There are two of the 'small conical heaps of dark stones' one on each side of the road

As we neared Shisr there were huge circles of cultivated land. Metal gantries more than 100m long rotate around a vertical axle carrying sprinkler heads to irrigate the whole circle. We had seen identical devices in the deserts of western Washington in the 1980s; Oman, like the USA, can afford to make the desert bloom.

Reaching Shisr

Shisr or Ubar (or Iram of the Pillars)

Shisr is a lonely hamlet deep in the desert. Tamarisk trees grow here without irrigation, and it was once the site of an important well, the last one going north for a very long way. Modern Shisr is a prosperous little place where experimental farms pump water from deep underground. Aerial views show some of the circular irrigated areas are almost 600m in diameter.

Tamarisk trees, Shisr

Shisr also has a roundabout (though very little traffic) a camp site and an archaeological site, with the greeting ‘Welcome to Ubar, the lost city of Bedouin legend’.

There is not a great deal to see apart from some suspiciously newly rebuilt walls…

Recently rebuilt walls at Shisr (or Ubar)

…and a propped up, part-collapsed limestone shelf from which a fort long ago fell into the well below, either because of seismic activity or because the water table dropped.
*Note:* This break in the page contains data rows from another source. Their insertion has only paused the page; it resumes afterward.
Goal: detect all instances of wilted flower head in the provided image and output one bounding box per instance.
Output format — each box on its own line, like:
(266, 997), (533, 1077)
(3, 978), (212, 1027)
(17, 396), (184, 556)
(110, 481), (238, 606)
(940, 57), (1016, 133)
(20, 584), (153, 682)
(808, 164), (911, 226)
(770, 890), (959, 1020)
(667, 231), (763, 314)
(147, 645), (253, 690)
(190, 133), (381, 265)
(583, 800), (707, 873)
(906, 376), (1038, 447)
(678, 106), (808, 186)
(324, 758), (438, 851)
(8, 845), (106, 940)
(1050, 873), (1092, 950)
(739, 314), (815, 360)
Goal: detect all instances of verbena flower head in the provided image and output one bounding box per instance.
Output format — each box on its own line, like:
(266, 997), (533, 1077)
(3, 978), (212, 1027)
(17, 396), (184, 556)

R retreated to the shade to play with his phone, so we read the information boards from which we learned little.

The well and the remains of the fort, Shisr (or Ubar)

The tourist authorities would like us to believe these are the remains of the lost city of Ubar or Iram of the Pillars whose destruction merits a fleeting appearance in the Qur’an. It might be - and they apparently have Google maps convinced - but probably isn’t. It is a long story so it appears as an appendix at the end of the post.

Into the Empty Quarter

Shisr was Wilfrid Thesiger’s last stop before his epic crossing of the Empty Quarter in 1946. It was also the gateway to the Empty Quarter for our less epic visit to the great arid wilderness. At Shisr the tarmac ended and we took to the sand. At first accompanied by a power line…

Leaving Shisr

….but before long there was nothing but sand, as far as the eye can see. We were not yet in the Empty Quarter, though it looked pretty empty to me - apart from the lines of car tracks, all running in the same direction...

And this is not the Empty Quarter yet!

Half an hour from Shisr we drove through the remains of a desert camp. It was intended as a tourist attraction, like the Thousand Nights Camp in the Wahiba Sands, but now lies abandoned.

Abanadoned camp near the Empty Quarter

A little further on a water tanker, old, rusty and huge, lumbered crossed our path. ‘The Bedu used to sling water skins on to their camels,’ R said (or words to that effect), ‘but that’s how they move water now.’

The Empty Quarter has no ‘official’ boundary, but it is reasonable to say it starts with the dunes, which came into view only ten minutes beyond the deserted camp.


The dunes of the Empty Qarter come into sight

We had entered an area of scrub, dotted with surprisingly large shrubs. These are Sodom Apple (Calotropis Procera), which produces a green fruit about the size of an apple. It is largely filled with air and when ripe bursts ejecting seeds and a small quantity of fine fibres which in days gone by were twisted into matches for guns. The fleshy lobes contain a highly poisonous, sticky, soap-resistant latex. A plant to avoid.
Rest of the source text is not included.